Based on these economies of scale considerations, the report predicts that the total annual shipping capacity of core developing memory will grow from about 340 TB in 2023 to 8.46 EB in 2034. Total core developing memory revenue is expected to grow from $421 million in 2023 to about $71.7 billion by 2034. Much of this rapid growth in income will supported by the emerging memory shift of SRAM, NOR flash and some DRAM.
The evolving demand for memory should drive increasing demand for the capital equipment needed to manufacture these devices. This report models this demand by focusing on the MRAM market. While MRAM can be built on standard CMOS circuits supplied by major semiconductor fabricators, specialized fabrication equipment is required for the MRAM layers.
This accessory is similar to or the same as that used in the manufacture of magnetic readout sensors on disk drives. Other emerging memory technologies will require their own complement of additional hardware, much of it identical to tools that are already in widespread use.

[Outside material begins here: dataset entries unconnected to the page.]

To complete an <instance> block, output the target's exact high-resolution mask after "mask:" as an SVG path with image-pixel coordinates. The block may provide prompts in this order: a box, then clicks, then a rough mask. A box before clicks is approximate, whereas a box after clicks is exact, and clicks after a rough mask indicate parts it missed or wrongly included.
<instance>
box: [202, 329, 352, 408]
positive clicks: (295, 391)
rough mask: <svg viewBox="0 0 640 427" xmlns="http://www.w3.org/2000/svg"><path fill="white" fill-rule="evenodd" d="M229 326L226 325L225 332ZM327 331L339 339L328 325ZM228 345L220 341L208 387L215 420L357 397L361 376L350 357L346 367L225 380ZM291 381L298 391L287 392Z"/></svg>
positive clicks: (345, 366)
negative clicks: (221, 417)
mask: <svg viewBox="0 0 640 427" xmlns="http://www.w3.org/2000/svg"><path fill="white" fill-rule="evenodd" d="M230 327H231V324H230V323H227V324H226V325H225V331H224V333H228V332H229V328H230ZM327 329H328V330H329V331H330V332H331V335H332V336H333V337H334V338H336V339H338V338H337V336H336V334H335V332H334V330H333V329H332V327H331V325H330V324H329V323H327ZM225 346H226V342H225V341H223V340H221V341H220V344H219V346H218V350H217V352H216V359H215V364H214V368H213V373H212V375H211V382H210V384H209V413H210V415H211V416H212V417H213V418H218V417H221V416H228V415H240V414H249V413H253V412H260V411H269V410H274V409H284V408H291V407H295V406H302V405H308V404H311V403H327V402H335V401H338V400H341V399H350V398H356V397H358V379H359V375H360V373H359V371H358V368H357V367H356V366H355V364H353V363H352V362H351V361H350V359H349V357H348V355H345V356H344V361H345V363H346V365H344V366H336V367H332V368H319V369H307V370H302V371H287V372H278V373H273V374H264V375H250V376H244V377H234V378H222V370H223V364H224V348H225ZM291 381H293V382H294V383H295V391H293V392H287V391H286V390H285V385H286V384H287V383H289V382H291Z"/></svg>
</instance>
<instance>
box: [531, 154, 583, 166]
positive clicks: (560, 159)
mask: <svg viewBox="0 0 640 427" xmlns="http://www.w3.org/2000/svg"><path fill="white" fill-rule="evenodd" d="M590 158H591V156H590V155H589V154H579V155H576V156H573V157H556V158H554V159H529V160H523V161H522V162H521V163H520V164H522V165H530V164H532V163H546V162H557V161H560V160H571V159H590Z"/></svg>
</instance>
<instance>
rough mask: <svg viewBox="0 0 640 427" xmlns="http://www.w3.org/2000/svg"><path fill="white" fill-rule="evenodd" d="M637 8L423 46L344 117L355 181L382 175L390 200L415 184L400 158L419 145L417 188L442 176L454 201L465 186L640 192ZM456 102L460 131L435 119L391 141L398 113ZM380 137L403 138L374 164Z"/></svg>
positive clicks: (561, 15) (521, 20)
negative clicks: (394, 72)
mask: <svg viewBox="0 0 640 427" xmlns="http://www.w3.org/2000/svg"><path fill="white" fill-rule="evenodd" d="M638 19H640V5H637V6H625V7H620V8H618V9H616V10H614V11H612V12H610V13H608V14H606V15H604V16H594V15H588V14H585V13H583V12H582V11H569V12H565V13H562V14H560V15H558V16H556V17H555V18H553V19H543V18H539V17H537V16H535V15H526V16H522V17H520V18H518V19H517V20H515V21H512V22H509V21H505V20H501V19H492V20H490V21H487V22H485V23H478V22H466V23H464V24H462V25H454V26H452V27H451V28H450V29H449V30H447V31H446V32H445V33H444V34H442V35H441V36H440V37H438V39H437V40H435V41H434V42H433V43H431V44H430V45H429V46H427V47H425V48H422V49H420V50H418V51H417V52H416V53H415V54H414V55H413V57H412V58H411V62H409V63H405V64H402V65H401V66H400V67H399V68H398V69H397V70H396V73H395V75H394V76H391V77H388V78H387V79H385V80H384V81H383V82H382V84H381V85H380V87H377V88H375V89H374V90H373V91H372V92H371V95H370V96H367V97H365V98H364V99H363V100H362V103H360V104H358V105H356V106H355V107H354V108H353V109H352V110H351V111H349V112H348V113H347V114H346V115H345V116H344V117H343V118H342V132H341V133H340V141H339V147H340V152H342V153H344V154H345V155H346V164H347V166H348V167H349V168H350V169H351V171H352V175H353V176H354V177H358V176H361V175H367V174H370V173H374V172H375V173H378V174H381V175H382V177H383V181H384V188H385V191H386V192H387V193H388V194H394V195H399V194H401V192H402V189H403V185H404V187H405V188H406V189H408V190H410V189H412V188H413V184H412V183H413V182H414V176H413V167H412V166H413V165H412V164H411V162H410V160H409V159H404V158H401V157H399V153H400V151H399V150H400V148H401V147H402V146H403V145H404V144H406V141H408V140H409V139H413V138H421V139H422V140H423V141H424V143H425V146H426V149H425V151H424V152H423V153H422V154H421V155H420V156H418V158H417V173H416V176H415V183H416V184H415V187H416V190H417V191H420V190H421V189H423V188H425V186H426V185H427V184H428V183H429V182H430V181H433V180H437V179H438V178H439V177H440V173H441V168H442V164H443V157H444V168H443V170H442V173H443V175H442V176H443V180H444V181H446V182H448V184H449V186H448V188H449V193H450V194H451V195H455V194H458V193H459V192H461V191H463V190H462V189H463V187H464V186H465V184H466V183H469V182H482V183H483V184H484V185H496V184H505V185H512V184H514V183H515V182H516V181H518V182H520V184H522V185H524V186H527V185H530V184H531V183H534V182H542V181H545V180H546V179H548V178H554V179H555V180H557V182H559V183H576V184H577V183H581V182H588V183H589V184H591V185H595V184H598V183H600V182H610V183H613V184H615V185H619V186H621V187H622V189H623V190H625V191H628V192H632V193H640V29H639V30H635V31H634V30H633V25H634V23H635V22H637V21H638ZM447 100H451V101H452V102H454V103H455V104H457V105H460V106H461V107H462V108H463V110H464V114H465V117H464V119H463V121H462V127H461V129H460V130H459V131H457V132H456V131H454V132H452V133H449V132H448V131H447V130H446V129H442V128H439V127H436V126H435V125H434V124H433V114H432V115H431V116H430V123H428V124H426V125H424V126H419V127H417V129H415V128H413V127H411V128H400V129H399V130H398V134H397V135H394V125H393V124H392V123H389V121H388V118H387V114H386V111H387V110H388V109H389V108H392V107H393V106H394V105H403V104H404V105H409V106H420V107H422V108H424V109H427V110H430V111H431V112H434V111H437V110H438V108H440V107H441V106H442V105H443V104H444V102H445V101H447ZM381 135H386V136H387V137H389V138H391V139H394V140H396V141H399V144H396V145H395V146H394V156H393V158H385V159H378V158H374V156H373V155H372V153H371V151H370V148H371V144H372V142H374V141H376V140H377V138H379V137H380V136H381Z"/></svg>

The growing demand for new memory technologies will increase the total revenue of manufacturing equipment by an estimated $53.4 million in 2023, between $434 million to $3.8 billion by 2034 with a projected base spending of $2.4 billion . The chart below shows basic projections of annual production equipment costs.
The new non-volatile memory report projects that the industry’s core revenue could grow to $71.7 billion by 2034 as it achieves economies of scale and displaces SRAM, NOR flash and some DRAM.